Apple was an entirely different company before the iPhone. The date iPhone was revealed Apple also dropped ‘Computer’ from their official title to become simply Apple, Inc. With the name change came a number of other changes as well in the next 10 years. Apple was no longer just a computer manufacturer, and it hadn’t been for a while. In 2006, Apple’s revenue sources included the iPod (40%), Macs (38%) and everything else (22%) totalling $19 billion USD. Last year, Apple’s revenue was at $216 billion USD with iPhone pulling in 63% of the total whereas iPod is now a part of the ‘other’ category at a mere 5%. The iPhone cannibalized the sales of the iPod, the once dominant category of Apple’s product line, but in turn helped make Apple the world’s most valuable company. The iPod, while still alive in the iPod Touch, is dwindling and will eventually disappear entirely from Apple’s lineup. The iPhone however, continues to grow and as does Apple.

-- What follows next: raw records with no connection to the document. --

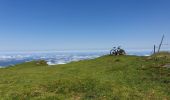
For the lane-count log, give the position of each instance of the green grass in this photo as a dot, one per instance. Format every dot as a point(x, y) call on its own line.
point(104, 78)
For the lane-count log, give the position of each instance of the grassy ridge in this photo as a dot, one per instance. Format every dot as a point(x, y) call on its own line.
point(104, 78)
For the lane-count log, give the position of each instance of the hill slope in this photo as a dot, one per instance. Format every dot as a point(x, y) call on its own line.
point(104, 78)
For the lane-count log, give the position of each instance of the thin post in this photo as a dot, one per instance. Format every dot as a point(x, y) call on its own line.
point(154, 49)
point(161, 43)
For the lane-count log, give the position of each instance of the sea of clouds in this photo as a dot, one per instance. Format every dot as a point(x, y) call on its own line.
point(55, 57)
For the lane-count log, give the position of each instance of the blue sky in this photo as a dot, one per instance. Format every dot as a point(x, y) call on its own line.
point(83, 24)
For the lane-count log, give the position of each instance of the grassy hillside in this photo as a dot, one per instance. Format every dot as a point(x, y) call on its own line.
point(104, 78)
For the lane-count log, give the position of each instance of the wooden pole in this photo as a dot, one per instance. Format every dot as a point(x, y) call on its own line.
point(161, 43)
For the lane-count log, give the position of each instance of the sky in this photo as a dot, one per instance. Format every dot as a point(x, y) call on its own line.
point(83, 24)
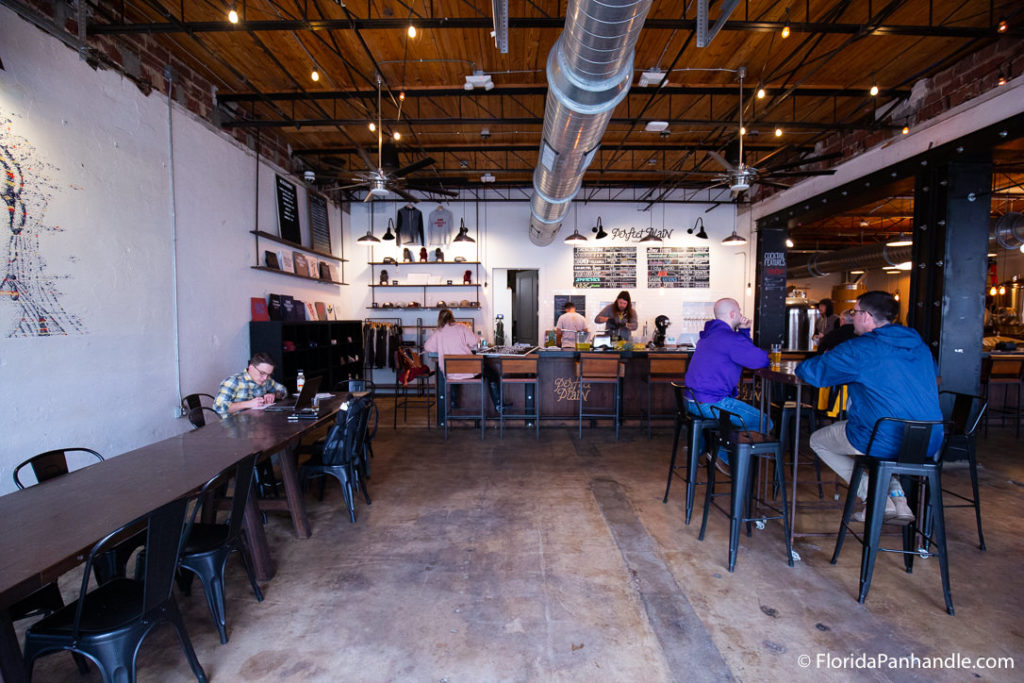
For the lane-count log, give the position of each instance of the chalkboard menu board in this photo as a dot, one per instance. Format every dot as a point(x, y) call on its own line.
point(607, 267)
point(318, 223)
point(288, 211)
point(684, 267)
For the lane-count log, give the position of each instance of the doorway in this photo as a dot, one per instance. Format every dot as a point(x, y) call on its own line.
point(523, 285)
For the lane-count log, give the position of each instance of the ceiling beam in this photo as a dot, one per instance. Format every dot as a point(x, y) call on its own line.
point(555, 23)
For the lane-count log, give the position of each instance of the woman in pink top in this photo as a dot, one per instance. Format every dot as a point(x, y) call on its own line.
point(453, 339)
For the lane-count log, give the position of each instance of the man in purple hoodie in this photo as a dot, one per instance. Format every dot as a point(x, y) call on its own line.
point(722, 352)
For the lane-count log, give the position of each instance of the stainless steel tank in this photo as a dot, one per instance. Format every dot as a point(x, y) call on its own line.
point(800, 317)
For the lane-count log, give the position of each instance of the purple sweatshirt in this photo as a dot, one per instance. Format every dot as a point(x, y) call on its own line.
point(718, 360)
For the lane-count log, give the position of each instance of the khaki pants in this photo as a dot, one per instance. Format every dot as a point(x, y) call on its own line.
point(835, 450)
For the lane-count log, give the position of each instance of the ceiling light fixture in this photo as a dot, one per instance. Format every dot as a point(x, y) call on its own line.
point(478, 80)
point(651, 77)
point(734, 239)
point(463, 232)
point(699, 223)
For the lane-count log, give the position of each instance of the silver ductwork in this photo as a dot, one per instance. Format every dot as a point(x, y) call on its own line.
point(590, 70)
point(1008, 232)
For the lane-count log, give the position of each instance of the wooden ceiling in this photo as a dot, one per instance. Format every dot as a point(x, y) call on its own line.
point(816, 82)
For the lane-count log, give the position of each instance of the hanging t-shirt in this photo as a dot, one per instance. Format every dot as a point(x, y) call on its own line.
point(439, 227)
point(410, 226)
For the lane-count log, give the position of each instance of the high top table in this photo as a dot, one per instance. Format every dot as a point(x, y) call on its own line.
point(49, 528)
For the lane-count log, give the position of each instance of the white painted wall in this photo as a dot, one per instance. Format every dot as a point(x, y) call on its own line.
point(99, 196)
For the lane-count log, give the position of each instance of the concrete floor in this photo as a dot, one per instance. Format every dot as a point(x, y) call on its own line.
point(556, 560)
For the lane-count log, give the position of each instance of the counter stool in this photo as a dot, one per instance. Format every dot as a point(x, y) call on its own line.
point(520, 371)
point(911, 461)
point(663, 371)
point(694, 435)
point(596, 369)
point(1006, 373)
point(743, 446)
point(463, 365)
point(967, 414)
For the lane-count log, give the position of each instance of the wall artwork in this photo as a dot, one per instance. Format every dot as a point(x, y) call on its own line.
point(27, 185)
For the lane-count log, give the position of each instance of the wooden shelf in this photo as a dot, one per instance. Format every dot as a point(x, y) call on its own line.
point(425, 263)
point(385, 287)
point(273, 238)
point(294, 274)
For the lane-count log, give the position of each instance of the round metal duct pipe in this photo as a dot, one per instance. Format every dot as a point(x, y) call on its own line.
point(590, 70)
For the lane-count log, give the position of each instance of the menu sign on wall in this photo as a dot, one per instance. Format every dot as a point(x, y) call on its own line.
point(288, 211)
point(318, 223)
point(684, 267)
point(604, 267)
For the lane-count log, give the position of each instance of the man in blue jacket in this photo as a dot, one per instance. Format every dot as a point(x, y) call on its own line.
point(889, 373)
point(713, 375)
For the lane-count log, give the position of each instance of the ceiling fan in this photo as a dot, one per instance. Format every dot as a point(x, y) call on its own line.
point(740, 177)
point(386, 179)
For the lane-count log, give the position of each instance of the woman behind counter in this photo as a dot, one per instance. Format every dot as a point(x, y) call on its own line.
point(620, 318)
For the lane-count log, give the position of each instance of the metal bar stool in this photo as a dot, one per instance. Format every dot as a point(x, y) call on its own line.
point(966, 415)
point(743, 447)
point(910, 461)
point(1007, 373)
point(695, 438)
point(463, 365)
point(597, 369)
point(523, 372)
point(664, 371)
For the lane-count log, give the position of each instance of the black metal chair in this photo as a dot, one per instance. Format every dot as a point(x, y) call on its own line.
point(695, 427)
point(342, 452)
point(743, 446)
point(110, 623)
point(208, 545)
point(967, 413)
point(911, 461)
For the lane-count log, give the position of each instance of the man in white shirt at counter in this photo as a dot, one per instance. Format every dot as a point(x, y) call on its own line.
point(570, 319)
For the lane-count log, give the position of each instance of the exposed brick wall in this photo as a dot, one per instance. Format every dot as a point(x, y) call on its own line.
point(144, 61)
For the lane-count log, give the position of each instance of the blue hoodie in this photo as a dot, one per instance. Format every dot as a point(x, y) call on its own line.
point(890, 373)
point(718, 360)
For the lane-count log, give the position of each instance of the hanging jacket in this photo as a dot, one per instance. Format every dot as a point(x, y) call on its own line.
point(719, 359)
point(890, 373)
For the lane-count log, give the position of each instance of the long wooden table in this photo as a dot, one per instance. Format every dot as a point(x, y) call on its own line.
point(48, 528)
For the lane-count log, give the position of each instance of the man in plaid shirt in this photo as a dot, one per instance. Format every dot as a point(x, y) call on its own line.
point(252, 388)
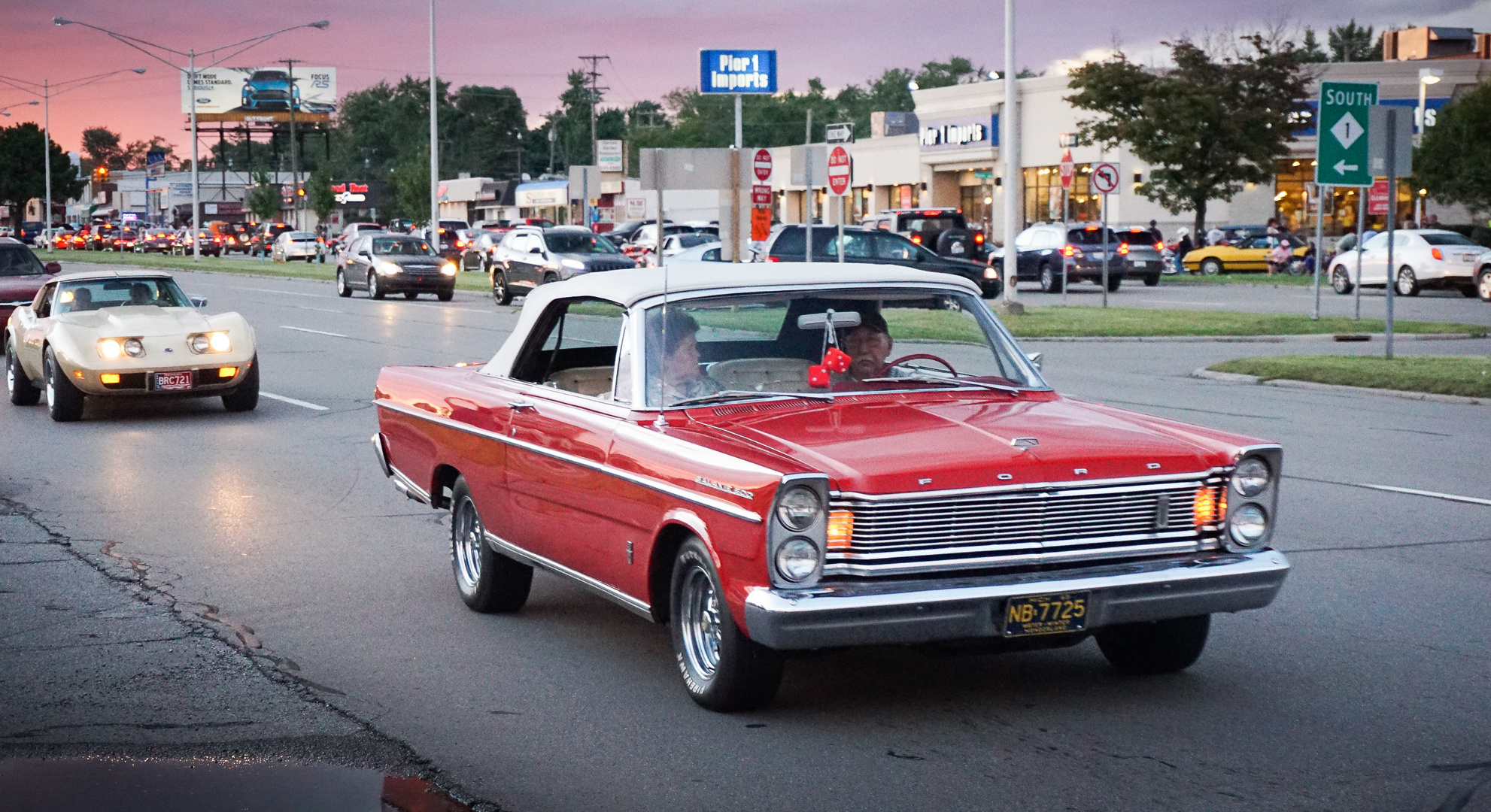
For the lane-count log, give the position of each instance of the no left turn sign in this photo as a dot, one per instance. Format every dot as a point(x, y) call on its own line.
point(1105, 177)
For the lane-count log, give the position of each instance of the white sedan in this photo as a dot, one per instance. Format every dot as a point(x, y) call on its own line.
point(296, 244)
point(1424, 259)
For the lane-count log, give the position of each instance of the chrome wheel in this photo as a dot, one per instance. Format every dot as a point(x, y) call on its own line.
point(466, 547)
point(701, 625)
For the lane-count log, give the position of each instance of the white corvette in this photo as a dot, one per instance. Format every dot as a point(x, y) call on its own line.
point(1423, 259)
point(109, 334)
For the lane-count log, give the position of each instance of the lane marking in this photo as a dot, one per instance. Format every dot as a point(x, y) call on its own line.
point(317, 331)
point(1450, 496)
point(273, 397)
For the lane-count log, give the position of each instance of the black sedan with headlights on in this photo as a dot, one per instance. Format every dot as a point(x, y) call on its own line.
point(385, 264)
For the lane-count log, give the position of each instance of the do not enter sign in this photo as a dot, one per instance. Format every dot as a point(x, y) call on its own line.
point(838, 170)
point(762, 165)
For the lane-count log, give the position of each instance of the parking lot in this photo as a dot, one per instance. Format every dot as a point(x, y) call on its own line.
point(281, 520)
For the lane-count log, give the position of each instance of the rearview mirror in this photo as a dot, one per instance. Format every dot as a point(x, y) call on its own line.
point(819, 321)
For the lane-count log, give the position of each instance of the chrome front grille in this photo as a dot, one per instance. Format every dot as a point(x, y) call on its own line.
point(1022, 526)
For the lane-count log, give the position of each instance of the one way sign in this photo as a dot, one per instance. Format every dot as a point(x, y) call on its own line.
point(1341, 153)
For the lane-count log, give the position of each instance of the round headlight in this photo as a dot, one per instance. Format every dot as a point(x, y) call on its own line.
point(798, 508)
point(1251, 477)
point(797, 559)
point(1248, 525)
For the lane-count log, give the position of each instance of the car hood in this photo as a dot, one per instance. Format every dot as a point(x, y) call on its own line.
point(17, 288)
point(142, 321)
point(944, 441)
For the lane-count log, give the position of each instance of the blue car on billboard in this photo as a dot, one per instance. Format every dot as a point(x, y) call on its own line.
point(269, 89)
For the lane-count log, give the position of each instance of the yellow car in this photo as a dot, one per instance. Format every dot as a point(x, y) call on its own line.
point(118, 334)
point(1248, 253)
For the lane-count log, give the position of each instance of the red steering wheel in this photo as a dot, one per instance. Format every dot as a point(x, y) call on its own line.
point(906, 358)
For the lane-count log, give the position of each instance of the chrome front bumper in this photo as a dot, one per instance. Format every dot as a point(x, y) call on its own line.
point(967, 608)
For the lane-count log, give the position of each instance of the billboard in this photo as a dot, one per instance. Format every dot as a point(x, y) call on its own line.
point(261, 92)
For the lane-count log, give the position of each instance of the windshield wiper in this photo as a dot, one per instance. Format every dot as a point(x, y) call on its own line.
point(740, 394)
point(950, 382)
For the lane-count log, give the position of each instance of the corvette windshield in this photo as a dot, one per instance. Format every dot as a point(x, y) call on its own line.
point(825, 343)
point(96, 294)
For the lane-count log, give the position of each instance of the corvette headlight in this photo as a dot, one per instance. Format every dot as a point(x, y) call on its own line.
point(798, 508)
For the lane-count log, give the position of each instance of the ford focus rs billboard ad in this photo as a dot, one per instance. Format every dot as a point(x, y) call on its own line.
point(261, 92)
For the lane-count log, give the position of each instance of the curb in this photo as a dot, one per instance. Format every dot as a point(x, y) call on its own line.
point(1244, 338)
point(1338, 389)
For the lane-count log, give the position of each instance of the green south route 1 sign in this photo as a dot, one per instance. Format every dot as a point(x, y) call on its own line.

With the tenth anniversary of the iPhone upon us, what does Apple have in-store for its most successful product in its history? And although Apple has recently been criticised for not innovating, we’ll find out in early September where the next generation of iPhone takes us.
It's estimated that Apple has cash reserves exceeding $250 billion USD. With the excess cash, Apple has made its fair share of acquisitions picking up patents and trademarks along the way. They've even built a brand new HQ called Apple Park that cost over $5 billion USD to design and build.